[JDEV] Best way to drive Jabber adoption?

Timothy Carpenter timbeau_hk at yahoo.co.uk
Sat Jun 14 16:05:12 CDT 2003


On 14/6/03 8:41 pm, "Tijl Houtbeckers" <thoutbeckers at splendo.com> wrote:

> Rachel Blackman <rcb at ceruleanstudios.com> wrote on 14-6-2003 20:03:04:
>> 
>>> Are you looking for way of making a better user experience?
>>> Different users want different things, and I still don't see how
>>> Jabber can tempt users away from all-in-one chat programs like Fire
>>> or Trillian without putting in several times as many developer-hours
>>> of work.  That's not to say that those clients are better, only that
>>> they're better suited to some people's needs.
>> 
>> This is the key point, right here.  Jabber's transports have a very
>> good, beneficial feature for people who don't need more than basic
>> messaging; the ability to store your legacy IM userlists and account
>> info on the server, so that you only ever need to provide your jabber
>> login and voila, you're on everything.
>> 
>> This is countered by the fact that the average IM user, who you want to
>> spur to adopt Jabber, does not care about that as much.  Your average
>> IM user is probably using the system from one computer; my dad only
>> ever logs onto MSN Messenger from his own computer, so he wouldn't
>> care about multiple systems.  What he does care about is the ability
>> to pull my sister-in-law and I into group-chats on MSN, and the
>> ability to send files to us over it.  Jabber with an MSN transport...?
>> Even if I get him to go 'ooh, pretty' at Rhymbox, there's no way I'd
>> get him onto 
>> Jabber if he couldn't have working group-chats and file transfers to
>> his existing contacts.
> 
> Exactly.. I agree with Rachel.
> 
:
:
> 
> You don't need one big portal for this. We'll need good Jabber servers
> ofcourse. I don't think portals are a bad idea but personally I believe
> more in local portals. Just call it the polish model ;) Everyone who
> will "switch on" a Trillian user onto the Jabber network will know a
> server what server is good for that Trillian user (they use it
> themselves ofcourse).
 
An option could be to target ISPs so they can provide a multi-transport
service to their customers.

Why? ISPs (apart from AOL) have very few vehicles to maintain awareness but
a giveaway IM skinned with their branding connected to their servers would
be a very useful and sticky feature.
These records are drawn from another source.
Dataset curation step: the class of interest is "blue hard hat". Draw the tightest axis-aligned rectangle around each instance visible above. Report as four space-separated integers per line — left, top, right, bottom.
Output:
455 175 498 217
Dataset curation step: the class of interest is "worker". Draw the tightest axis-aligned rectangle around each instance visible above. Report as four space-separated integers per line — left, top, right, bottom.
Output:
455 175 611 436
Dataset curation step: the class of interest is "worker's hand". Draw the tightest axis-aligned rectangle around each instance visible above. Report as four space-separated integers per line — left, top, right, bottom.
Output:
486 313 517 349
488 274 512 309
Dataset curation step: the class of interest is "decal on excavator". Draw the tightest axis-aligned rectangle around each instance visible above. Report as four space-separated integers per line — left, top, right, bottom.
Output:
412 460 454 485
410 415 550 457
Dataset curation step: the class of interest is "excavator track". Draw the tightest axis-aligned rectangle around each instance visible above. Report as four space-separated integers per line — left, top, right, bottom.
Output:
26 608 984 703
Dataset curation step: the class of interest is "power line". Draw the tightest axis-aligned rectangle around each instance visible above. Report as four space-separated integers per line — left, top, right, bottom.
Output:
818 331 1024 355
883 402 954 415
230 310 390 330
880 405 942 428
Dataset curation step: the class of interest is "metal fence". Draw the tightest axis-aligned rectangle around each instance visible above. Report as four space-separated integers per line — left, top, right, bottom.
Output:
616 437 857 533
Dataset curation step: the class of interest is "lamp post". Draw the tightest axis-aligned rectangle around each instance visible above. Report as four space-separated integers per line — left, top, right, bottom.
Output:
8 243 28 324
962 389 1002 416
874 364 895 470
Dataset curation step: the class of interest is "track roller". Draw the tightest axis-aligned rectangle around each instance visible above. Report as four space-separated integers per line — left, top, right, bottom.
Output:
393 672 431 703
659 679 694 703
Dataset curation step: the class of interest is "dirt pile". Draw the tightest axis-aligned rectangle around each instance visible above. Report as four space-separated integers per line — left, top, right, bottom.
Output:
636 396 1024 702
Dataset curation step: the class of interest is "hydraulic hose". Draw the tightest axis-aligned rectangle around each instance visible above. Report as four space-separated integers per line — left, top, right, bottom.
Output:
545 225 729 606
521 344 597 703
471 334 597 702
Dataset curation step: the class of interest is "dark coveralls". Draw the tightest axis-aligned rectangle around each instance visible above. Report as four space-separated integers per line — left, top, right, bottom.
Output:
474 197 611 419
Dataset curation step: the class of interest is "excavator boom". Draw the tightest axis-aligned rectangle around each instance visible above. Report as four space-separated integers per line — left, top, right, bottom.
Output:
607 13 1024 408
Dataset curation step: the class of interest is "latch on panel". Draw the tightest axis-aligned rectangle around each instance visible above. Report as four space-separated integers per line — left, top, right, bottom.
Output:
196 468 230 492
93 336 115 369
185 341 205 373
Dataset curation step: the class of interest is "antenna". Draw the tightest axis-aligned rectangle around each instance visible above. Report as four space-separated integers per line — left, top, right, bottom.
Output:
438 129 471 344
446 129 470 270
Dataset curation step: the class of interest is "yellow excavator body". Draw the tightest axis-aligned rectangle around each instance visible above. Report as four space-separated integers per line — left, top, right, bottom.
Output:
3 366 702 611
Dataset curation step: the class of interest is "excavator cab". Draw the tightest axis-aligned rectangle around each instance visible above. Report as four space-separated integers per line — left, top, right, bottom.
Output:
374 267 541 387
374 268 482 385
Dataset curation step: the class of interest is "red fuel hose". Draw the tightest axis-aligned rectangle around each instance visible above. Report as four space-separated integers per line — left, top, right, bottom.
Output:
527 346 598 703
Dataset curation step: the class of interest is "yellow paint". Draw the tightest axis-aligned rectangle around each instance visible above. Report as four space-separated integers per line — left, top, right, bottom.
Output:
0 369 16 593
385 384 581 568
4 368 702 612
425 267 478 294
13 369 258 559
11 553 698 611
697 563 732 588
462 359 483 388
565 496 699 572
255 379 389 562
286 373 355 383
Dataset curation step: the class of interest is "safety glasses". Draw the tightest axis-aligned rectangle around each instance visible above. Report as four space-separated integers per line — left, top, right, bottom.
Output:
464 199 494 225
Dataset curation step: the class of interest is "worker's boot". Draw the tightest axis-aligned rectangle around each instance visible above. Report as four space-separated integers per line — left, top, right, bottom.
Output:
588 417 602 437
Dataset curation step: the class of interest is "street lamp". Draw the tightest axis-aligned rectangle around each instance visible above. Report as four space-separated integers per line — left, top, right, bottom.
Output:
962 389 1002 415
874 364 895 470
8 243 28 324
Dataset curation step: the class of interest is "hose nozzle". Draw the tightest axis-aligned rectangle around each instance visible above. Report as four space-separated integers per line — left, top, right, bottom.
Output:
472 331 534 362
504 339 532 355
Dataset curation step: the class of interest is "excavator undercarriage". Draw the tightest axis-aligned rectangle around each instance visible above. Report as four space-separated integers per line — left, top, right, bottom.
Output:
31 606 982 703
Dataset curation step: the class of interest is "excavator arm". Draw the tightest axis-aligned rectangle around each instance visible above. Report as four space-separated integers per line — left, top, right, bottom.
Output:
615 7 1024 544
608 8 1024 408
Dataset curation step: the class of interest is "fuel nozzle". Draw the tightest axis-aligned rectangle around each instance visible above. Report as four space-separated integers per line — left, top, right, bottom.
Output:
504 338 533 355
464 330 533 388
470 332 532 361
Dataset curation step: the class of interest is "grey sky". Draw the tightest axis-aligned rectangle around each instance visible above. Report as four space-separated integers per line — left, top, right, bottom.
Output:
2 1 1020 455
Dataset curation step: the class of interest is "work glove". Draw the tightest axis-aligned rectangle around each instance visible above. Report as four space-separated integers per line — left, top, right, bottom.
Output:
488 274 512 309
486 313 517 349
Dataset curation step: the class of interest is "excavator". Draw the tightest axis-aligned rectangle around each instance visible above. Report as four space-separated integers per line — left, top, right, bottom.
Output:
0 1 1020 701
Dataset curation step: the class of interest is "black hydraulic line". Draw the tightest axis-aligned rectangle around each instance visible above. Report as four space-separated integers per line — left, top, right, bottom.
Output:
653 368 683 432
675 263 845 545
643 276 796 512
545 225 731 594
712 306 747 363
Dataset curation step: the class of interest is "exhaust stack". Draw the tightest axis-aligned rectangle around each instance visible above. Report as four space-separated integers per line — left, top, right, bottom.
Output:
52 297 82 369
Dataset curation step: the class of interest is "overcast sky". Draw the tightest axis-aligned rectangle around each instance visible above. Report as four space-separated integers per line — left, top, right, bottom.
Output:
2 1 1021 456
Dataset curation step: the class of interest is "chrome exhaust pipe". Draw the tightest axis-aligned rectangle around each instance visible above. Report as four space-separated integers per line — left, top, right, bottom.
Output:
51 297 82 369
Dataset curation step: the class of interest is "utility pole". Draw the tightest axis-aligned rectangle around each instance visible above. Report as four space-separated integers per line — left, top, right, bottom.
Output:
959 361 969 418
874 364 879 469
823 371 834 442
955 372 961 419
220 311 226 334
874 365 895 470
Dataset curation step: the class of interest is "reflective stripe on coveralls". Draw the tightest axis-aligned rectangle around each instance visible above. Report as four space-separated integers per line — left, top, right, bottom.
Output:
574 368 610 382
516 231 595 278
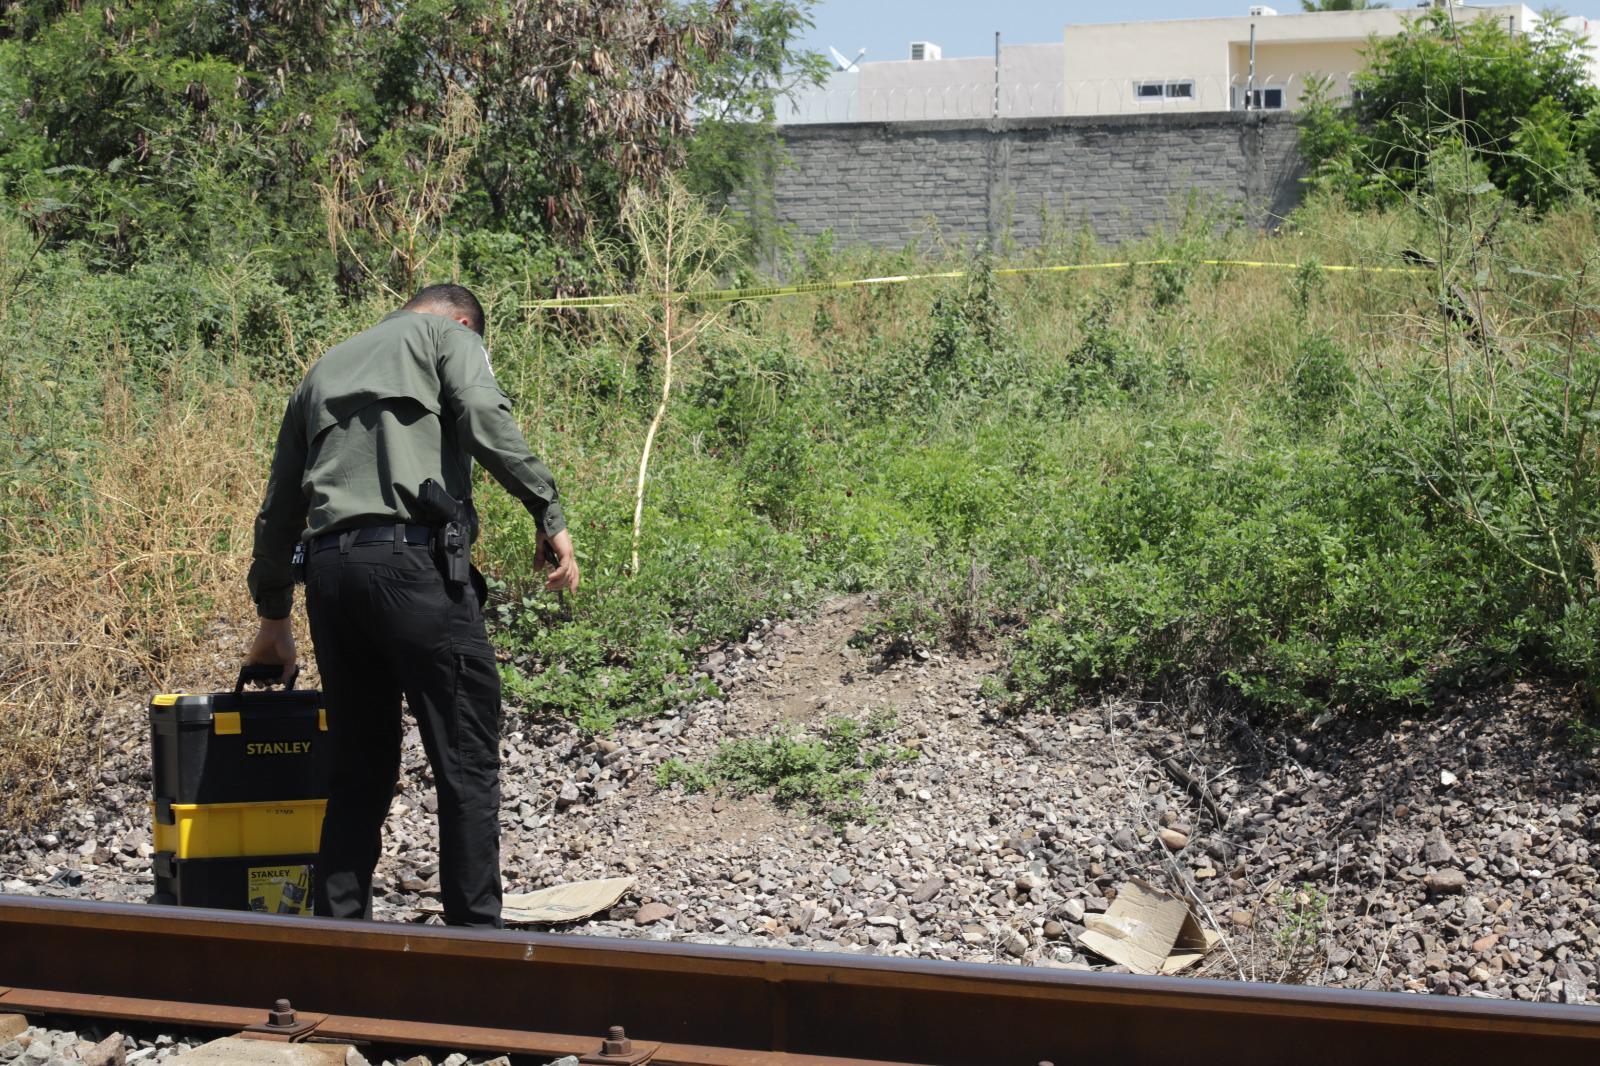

The local portal route.

I am keen to see Jabber as the enabling technology for intercommunication -
the next level on the IP stack  as it were - not have it relegated to just
another Chat community, which is what client-side transports imply.


> 
> In the end, I think a lot user will switch to using Jabber, at least
> alongside other networks, wich will make things a lot easyer for those
> of us that want to use a Jabber client that does not include client-
> side MSN/ICQ/etc. implementations like Trillian. Ofcourse, users of
> such messengers still have a bigger reach than Jabber-only messengers,
> but that's the whole idea behind such messengers.
> 
> Jabber will never "win" in a marketing battle, nor can we use an OS
> monopoly to force our client on users. But with a mix of good servers,
> local portals, and just as critically, decent support for Jabber in the
> multi-protocol clients, we can reach a "critical" mass, where
> competition will be more on features and possibilities. And I think we
> *all* agree that Jabber with it's advantage of being an open standard
> that is open for use can have a big lead on the competion when it comes
> to that. 

I would say that I have almost all buddies on MSN and Yahoo. All have moved
off ICQ (where I too started) and none are on AIM!